One of our long term ambitions as a Trust is to demonstrate that we realise the benefits of mental and physical health integration for vulnerable groups by 2023. This focus on integration in community physical and mental health services makes sense because patients receiving care in community settings often have multiple, complex health needs.
They depend on a range of health and social care services to meet these needs and although integration often sounds like a process we can’t quite grasp, treating mind and body equally is simply the right thing to do. We aim to meet the needs of those we serve by using intelligence to drive our integration plans.
In practice, this means things like pushing ahead with our one neighbourhood team programme, building on the work of our integrated care teams. We know tailored interventions are needed at neighbourhood level to manage the particular health and care needs of the community and tackle the root causes of health inequalities.
Similarly, we’ll develop our integrated palliative care team, known as IMPaCT. This provides a consultant-led, integrated, multi-professional palliative care service for people with a life-limiting, progressive condition. It brings all palliative care services across primary, secondary, and tertiary care into a single integrated service. I’ll keep you informed as the detail on these inevitably sharpens. As ever, we’ll be listening to staff and stakeholders and consolidating our COVID-19 learning.
Frankly, this should be business as usual, but by putting it front and centre, we’re making a firm statement. It’s a logical progression of our Restorative Just and Learning Culture and we intend to change staff job descriptions to build this into our daily duties, which I think you’ll agree is quite radical.

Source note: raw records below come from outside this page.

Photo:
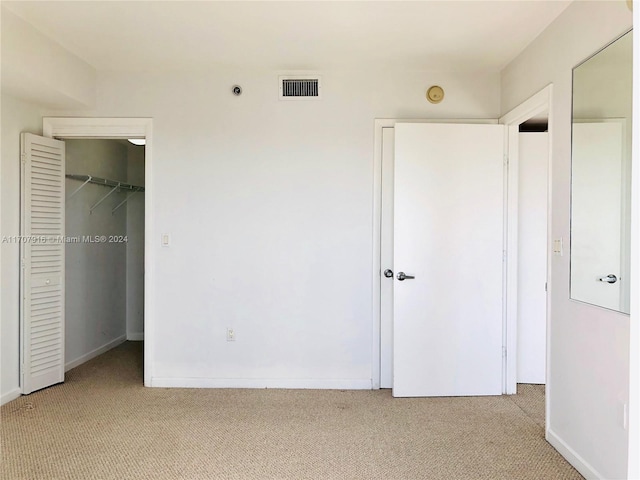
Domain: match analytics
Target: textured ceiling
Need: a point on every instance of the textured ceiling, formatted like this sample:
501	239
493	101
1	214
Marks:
161	36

From this year, and with the approval of staff side, we’re asking everyone to take the training so all staff are ambassadors for civility and respect. Just as we adhere to the rules and expectations of all the other legislation and policies we have in our work, being an advocate for civility and respect is now part of who we are and what we do.
Aside from the training, this isn't an ask of people's time. We’re busier than ever and we’re aware of the pressures. We want to develop everyone’s psychological safety so staff know they can call out inappropriate behaviours. In fact, I hope it will make a difference to some of those pressures.
Mersey Care has developed tools to help, but this is a simple ask. Let’s all become confident supporters and implementers of the Trust CARES values, which include civility and respect.
I’ve met and worked with many of our original ambassadors and they have played a pivotal role in our success to date, supporting the cascade of messages and role modelling. Looking ahead they’ll become lead ambassadors, bringing their additional experience to continue to influence the future of this work.
Finally, after my brush with podcast stardom last month, can I recommend the work of one of our prominent and tireless service users, Waffa Nasser.
Her ongoing personal podcast initiative is always worth keeping an ear open for, and her latest episode, called ‘Mental Health and COVID-19 Vaccine’ is of particular resonance.
Waffa highlights that some harder to reach people are still not confident in getting the vaccine. She rightly says that telling her story of getting it may help reassure some people. Have a listen and of course – have that jab.